Washington may be consistently ranked as one of the fittest places in the country, but for the second year in a row we’ve been bested by the exercise-loving Twin Cities. Hmph.
Minneapolis-St. Paul, Minnesota, was deemed the healthiest and fittest metropolitan area in the US by the American College of Sports Medicine in its annual American Fitness Index report. Washington—the metropolitan area that includes Arlington, Alexandria, and parts of Maryland and West Virginia—came in second for the second year in a row.
City rankings were determined by examining levels of chronic disease conditions, health-care access, community resources, and policies that support physical activity. Minneapolis-St. Paul received a score of 77.2 out of 100; Washington received a 75.8.
The ACSM said Washington received a high rating thanks to its low percentage of smokers, high percentage of people with health insurance, more farmers markets per capita, and high percentage of people who bike, walk, or take public transportation to work, among other factors.
However, we lost points due to the high percentage of people suffering from asthma and fewer acres of parkland, golf courses, and playgrounds per capita.

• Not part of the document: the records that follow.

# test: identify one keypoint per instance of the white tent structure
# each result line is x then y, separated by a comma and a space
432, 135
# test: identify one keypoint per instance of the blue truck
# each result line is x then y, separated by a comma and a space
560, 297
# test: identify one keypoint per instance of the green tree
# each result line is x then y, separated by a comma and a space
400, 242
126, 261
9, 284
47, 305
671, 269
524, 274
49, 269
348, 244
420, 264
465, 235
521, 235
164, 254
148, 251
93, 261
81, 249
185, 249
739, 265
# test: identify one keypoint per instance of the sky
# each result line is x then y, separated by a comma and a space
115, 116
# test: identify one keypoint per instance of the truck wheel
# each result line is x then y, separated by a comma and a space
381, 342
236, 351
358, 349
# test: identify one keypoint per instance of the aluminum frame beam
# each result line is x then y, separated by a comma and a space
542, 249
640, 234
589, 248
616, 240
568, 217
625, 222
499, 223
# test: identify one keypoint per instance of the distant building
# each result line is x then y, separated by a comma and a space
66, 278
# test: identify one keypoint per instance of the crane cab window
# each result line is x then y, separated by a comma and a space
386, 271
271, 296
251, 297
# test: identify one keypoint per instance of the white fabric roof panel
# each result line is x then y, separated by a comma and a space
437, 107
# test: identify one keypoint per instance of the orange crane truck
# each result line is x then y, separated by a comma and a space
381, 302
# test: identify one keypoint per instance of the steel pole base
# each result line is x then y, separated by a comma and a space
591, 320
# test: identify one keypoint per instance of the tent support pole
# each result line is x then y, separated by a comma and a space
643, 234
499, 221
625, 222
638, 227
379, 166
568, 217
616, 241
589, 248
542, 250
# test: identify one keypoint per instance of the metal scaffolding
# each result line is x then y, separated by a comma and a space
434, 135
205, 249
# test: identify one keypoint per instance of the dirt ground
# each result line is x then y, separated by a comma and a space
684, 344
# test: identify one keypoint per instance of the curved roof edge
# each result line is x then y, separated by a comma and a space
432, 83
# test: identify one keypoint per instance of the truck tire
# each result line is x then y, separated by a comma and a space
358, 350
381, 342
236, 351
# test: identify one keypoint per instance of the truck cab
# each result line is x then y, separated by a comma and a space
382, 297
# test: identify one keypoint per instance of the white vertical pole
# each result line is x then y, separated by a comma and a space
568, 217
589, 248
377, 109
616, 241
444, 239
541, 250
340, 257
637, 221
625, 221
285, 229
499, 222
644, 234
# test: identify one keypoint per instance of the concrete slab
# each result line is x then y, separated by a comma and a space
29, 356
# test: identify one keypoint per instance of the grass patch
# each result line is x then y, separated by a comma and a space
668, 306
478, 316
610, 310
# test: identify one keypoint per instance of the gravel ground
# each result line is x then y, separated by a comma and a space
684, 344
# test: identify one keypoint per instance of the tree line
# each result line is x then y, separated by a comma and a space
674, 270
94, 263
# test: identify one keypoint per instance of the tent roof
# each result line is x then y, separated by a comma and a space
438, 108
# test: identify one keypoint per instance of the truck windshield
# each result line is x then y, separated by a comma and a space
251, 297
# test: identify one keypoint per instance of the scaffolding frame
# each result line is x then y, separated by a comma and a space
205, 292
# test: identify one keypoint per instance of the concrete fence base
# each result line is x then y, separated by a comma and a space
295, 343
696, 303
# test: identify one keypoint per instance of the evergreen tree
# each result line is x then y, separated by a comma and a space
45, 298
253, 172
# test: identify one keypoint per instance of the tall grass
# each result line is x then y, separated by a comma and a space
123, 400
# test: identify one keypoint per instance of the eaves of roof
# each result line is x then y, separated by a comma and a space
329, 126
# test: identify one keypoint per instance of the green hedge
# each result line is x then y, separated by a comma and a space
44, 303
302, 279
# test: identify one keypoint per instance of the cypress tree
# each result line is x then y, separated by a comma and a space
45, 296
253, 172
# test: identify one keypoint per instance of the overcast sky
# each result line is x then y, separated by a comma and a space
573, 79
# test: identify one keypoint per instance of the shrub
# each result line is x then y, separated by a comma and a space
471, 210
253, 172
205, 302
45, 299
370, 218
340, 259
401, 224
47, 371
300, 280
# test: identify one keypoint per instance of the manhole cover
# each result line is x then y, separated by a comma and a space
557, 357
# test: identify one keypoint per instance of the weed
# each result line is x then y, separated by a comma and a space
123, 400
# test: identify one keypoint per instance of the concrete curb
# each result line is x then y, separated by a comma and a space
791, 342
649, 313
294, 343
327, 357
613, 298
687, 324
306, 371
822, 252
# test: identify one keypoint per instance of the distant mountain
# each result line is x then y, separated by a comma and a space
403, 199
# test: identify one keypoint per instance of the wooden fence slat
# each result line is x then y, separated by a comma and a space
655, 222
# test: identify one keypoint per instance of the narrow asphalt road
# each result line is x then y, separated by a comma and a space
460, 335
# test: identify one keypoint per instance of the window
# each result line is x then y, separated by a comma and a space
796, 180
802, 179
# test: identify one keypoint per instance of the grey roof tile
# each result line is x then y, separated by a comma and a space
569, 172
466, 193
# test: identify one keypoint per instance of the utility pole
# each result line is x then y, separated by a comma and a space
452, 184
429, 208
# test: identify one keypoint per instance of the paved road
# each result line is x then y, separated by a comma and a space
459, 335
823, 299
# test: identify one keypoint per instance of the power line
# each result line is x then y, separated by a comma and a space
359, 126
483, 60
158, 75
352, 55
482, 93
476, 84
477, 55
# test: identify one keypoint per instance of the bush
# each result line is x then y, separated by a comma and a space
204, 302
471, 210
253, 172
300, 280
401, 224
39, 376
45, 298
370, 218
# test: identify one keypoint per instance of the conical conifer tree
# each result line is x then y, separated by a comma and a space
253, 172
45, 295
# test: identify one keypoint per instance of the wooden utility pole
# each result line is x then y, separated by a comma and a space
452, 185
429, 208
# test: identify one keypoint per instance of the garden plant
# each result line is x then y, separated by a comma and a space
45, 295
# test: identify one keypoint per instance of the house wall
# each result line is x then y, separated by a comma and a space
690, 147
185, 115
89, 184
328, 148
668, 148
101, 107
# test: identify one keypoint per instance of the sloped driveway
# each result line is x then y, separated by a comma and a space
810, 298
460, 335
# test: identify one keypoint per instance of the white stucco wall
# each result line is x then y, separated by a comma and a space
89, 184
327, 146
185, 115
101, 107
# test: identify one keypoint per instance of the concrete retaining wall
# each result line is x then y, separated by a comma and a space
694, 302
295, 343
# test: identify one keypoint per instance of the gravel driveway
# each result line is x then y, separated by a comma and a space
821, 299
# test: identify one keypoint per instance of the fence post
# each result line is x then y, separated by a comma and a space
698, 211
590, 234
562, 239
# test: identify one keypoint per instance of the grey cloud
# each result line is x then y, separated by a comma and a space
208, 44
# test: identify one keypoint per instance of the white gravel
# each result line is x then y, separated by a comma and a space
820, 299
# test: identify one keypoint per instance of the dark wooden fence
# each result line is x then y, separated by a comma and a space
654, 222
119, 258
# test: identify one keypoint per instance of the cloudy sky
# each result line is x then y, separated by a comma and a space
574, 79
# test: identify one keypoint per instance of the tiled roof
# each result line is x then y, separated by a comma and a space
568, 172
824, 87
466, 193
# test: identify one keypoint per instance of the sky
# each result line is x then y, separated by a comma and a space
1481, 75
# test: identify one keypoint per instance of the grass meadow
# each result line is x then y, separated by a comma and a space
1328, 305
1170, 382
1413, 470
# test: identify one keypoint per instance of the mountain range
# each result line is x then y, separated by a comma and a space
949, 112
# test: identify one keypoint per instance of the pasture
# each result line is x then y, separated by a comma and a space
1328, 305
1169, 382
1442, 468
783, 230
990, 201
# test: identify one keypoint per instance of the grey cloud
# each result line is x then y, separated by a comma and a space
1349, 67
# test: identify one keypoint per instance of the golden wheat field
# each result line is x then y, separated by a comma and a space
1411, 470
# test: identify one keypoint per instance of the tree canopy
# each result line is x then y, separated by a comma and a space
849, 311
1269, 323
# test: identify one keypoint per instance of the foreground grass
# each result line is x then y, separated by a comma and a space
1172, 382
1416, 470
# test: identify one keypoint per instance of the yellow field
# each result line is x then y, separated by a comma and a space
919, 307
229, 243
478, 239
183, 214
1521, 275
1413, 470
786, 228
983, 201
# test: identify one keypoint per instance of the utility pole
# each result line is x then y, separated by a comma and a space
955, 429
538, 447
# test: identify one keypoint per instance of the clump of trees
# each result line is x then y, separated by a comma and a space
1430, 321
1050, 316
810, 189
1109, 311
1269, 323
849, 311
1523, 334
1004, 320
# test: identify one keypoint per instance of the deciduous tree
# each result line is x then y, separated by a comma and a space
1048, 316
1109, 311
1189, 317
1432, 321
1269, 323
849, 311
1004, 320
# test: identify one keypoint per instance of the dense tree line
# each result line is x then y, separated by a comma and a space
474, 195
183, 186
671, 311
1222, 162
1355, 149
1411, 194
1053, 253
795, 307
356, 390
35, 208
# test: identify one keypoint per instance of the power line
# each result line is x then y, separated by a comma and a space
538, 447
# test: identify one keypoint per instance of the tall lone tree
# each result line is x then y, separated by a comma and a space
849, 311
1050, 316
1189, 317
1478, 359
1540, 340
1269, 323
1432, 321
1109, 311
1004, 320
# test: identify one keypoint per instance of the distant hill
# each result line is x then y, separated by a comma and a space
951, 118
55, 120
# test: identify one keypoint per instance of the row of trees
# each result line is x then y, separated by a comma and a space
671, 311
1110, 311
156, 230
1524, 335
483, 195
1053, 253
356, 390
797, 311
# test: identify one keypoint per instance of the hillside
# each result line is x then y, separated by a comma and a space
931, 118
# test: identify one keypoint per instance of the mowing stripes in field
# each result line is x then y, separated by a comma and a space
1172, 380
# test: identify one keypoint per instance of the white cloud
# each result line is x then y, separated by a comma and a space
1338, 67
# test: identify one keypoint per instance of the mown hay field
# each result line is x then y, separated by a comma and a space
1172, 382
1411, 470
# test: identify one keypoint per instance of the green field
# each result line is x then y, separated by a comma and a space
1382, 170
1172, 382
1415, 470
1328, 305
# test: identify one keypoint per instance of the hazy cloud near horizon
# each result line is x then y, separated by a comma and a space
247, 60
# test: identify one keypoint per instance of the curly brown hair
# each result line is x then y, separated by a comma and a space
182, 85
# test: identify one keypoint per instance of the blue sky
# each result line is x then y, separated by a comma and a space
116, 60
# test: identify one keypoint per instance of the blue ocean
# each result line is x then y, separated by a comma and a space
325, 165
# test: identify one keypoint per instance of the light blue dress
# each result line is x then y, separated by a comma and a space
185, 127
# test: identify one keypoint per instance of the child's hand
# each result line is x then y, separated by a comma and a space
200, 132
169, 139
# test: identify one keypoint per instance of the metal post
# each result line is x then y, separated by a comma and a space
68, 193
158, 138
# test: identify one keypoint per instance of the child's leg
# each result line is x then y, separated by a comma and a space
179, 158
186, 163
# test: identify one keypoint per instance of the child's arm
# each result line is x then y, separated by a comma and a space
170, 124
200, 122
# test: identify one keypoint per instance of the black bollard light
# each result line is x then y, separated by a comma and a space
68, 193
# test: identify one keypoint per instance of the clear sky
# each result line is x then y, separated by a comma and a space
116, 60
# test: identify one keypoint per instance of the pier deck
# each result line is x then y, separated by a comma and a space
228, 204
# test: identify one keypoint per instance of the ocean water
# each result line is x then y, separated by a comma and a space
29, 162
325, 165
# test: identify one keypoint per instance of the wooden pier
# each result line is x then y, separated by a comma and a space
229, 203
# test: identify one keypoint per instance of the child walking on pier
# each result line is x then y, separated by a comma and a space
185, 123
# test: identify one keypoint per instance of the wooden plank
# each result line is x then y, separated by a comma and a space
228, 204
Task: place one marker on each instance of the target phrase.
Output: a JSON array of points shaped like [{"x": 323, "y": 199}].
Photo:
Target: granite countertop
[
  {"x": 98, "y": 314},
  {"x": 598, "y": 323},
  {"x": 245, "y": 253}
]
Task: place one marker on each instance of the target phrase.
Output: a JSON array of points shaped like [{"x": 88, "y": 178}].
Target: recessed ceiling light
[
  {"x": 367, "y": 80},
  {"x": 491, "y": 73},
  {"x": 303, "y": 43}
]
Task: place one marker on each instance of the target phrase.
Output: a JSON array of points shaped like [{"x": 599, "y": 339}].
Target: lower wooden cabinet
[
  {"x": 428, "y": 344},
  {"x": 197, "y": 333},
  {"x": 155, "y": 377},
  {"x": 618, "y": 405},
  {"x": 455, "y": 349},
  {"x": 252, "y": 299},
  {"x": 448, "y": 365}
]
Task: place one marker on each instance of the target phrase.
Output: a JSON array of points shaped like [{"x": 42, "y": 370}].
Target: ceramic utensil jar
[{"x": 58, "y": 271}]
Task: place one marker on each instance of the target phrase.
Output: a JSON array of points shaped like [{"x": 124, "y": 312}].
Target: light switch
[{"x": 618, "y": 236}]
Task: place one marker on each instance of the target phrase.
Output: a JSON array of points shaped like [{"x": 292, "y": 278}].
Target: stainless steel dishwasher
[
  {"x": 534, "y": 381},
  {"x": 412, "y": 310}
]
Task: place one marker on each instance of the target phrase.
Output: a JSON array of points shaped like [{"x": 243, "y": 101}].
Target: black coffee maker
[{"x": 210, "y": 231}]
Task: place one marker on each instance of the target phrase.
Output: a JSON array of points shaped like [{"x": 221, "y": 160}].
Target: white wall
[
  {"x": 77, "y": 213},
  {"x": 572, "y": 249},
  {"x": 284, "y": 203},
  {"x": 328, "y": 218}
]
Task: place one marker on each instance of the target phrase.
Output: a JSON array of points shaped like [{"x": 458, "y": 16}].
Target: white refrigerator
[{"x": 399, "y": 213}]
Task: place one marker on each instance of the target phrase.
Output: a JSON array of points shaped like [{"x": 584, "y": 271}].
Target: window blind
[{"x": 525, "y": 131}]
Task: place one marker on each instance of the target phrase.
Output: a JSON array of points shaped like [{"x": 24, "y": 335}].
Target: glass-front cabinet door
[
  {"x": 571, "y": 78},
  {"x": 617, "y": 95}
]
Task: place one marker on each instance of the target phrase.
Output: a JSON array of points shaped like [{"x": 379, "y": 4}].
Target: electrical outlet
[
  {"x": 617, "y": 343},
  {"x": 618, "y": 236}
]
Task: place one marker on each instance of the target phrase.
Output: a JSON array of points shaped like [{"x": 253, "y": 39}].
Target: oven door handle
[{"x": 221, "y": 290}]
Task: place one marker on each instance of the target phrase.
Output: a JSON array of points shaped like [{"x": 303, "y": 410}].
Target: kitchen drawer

In comparing our health behaviors with Minneapolis, we did not meet our target goal of physical activity or exercise in the past 30 days, while they surpassed theirs by 0.3 percent. However, we do tend to eat more servings of fruits and vegetables per day and are less obese than those in the Twin Cities.
The following cities rounded out the rest of the top ten list, respectively: Boston, Massachusetts; San Francisco, California; Hartford, Connecticut; Sacramento, California; Portland, Oregon; Seattle, Washington; Denver, Colorado; and Austin, Texas.
The least healthy and fit cities were Houston, Texas; Birmingham, Alabama; Dallas, Texas; Louisville, Kentucky; Detroit, Michigan; and Oklahoma City, Oklahoma.
The entire report is available on the ACSM American Fitness Index’s website.